"DD BOOST: A Distributed Deduplication API"

Abstract: How can you make a backup copy of a 10 Gigabyte file over a 1 Gigabyte/sec network link at a rate of 6 – 8 Gigabytes/sec without violating the speed of light or other laws of physics? And how can you store that backup copy on the storage server in as little as 100 Megabytes? DD BOOST is an Application Programming Interface (API) library that does just that by supporting distributed deduplication, with client systems performing segmenting and fingerprinting of file data and the deduplicating storage server system determining which data needs to be sent to the storage server.
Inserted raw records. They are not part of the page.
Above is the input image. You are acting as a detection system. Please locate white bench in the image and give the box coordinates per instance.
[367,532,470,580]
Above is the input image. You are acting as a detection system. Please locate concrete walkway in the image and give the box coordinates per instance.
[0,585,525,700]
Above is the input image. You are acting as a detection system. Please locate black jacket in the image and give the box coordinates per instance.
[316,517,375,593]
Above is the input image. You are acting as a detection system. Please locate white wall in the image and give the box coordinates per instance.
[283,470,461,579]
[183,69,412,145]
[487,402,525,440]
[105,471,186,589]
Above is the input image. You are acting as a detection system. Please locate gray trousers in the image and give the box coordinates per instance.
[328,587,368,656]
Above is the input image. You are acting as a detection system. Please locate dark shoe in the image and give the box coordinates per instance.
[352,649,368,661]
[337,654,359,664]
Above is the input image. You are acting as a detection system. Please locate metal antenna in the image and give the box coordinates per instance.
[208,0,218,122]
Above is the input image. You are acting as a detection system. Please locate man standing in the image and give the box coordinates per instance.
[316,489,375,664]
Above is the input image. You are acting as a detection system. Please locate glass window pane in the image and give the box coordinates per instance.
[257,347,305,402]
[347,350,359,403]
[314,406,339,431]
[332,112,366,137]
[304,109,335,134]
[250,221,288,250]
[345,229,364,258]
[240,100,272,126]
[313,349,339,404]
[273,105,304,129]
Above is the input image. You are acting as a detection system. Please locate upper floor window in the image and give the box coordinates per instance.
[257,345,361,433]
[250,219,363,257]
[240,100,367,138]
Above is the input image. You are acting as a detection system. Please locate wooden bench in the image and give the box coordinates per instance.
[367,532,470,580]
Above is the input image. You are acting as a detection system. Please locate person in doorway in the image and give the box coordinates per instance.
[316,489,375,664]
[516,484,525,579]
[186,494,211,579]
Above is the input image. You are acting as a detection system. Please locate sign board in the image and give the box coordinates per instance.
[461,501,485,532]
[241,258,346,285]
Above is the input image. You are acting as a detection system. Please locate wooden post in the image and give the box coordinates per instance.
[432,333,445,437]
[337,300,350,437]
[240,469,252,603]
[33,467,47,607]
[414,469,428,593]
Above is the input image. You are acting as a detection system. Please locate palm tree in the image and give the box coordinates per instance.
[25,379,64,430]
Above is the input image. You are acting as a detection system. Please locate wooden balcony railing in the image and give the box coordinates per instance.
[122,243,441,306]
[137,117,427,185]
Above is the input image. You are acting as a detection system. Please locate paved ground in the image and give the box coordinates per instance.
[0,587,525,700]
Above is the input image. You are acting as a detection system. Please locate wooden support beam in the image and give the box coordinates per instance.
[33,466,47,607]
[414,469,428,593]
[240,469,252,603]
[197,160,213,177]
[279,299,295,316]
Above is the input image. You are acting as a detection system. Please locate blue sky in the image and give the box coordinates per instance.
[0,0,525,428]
By suppressing the transmission of duplicate data, this results in dramatic increases in throughput compared to writing via NFS with a median reduction in network traffic of 90 – 99%. This can also reduce the amount of storage space needed to store backups by a factor of 10 – 100. We will describe how DD BOOST does all of this and some of our experiences from several years of customer usage.


Short Bio: The Dynamic Duo of Donna (“Bat Woman”) Lewis & Andy (“Batty Man”) Huber have both worked 6 years at Dell Technologies/EMC on various features of DD BOOST including interface design, integration with applications, performance, security and high availability. Before Dell Technologies they previously teamed up on software for embedded systems that did IPsec, IKE and other security protocols, and in their more distant paths worked for other leading computer companies such as IBM & Data General on things like network chip development and operating systems. Donna is a native Floridian and a graduate of Florida State University’s FSU/FAMU College of Engineering. She is a member of the Anita Borg Systers Community and a proud mother of two NCSU students. Andy is a Buckeye from Ohio with degrees from MIT. He is an ACM and IEEE Computer Society member and has been a mentor on several NCSU Senior Design Projects sponsored by Dell.

Host: David Sturgill, CSC